Role of the goat K222-PrP(C) polymorphic variant in prion infection resistance

Abstract

The prion protein-encoding gene (prnp) strongly influences the susceptibility of small ruminants to transmissible spongiform encephalopathies (TSEs). Hence, selective breeding programs have been implemented to increase sheep resistance to scrapie. For goats, epidemiological and experimental studies have provided some association between certain polymorphisms of the cellular prion protein (PrP(C)) and resistance to TSEs. Among them, the Q/K polymorphism at PrP(C) codon 222 (Q/K222) yielded the most promising results. In this work, we investigated the individual effects of the K222-PrP(C) variant on the resistance/susceptibility of goats to TSEs. For that purpose, we generated two transgenic mouse lines, expressing either the Q222 (wild type) or K222 variant of goat PrP(C). Both mouse lines were challenged intracerebrally with a panel of TSE isolates. Transgenic mice expressing the wild-type (Q222) allele were fully susceptible to infection with all tested isolates, whereas transgenic mice expressing similar levels of the K222 allele were resistant to all goat scrapie and cattle BSE isolates but not to goat BSE isolates. Finally, heterozygous K/Q222 mice displayed a reduced susceptibility to the tested panel of scrapie isolates. These results demonstrate a highly protective effect of the K222 variant against a broad panel of different prion isolates and further reinforce the argument supporting the use of this variant in breeding programs to control TSEs in goat herds.

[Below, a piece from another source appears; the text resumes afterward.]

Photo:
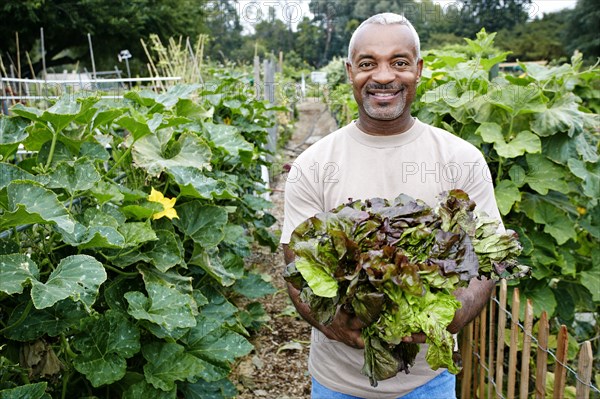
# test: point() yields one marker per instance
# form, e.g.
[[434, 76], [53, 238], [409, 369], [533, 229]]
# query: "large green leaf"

Importance: The objective of this study was to determine the role of the K222 variant of the prion protein (PrP) in the susceptibility/resistance of goats to transmissible spongiform encephalopathies (TSEs). Results showed that transgenic mice expressing the goat K222-PrP polymorphic variant are resistant to scrapie and bovine spongiform encephalopathy (BSE) agents. This protective effect was also observed in heterozygous Q/K222 animals. Therefore, the single amino acid exchange from Q to K at codon 222 of the cellular prion protein provides resistance against TSEs. All the results presented here support the view that the K222 polymorphic variant is a good candidate for selective breeding programs to control and eradicate scrapie in goat herds.

FIG 1

Brain PrP^C expression in hemizygous Q₂₂₂-Tg501 (A) and K₂₂₂-Tg516 (B) mouse lines in comparison with that in goat brain. Immunoblotting of PrP^C was performed with the 12B2 MAb. Direct samples (10% brain homogenates) and 1/2 serial dilutions were loaded onto 12% Bis-Tris gels. The figure illustrates a representative set of data for three independent experiments. Relative molecular masses (kDa) are indicated on the left.

FIG 2

PrP^res of goat scrapie isolates both before and after transmission in Q₂₂₂-Tg501 mice. Immunoblots show brain PrP^res detected with the Sha31 MAb. Similar quantities of PrP^res were loaded for adequate comparison. Molecular masses (kDa) are shown on the right.

FIG 3

PrP^res of BSE isolates before and after transmission in either Q₂₂₂-Tg501 or K₂₂₂-Tg516 mice. Immunoblots show brain PrP^res detected with the Sha31 MAb. Similar quantities of PrP^res were loaded for adequate comparison. Molecular masses (kDa) are shown on the right.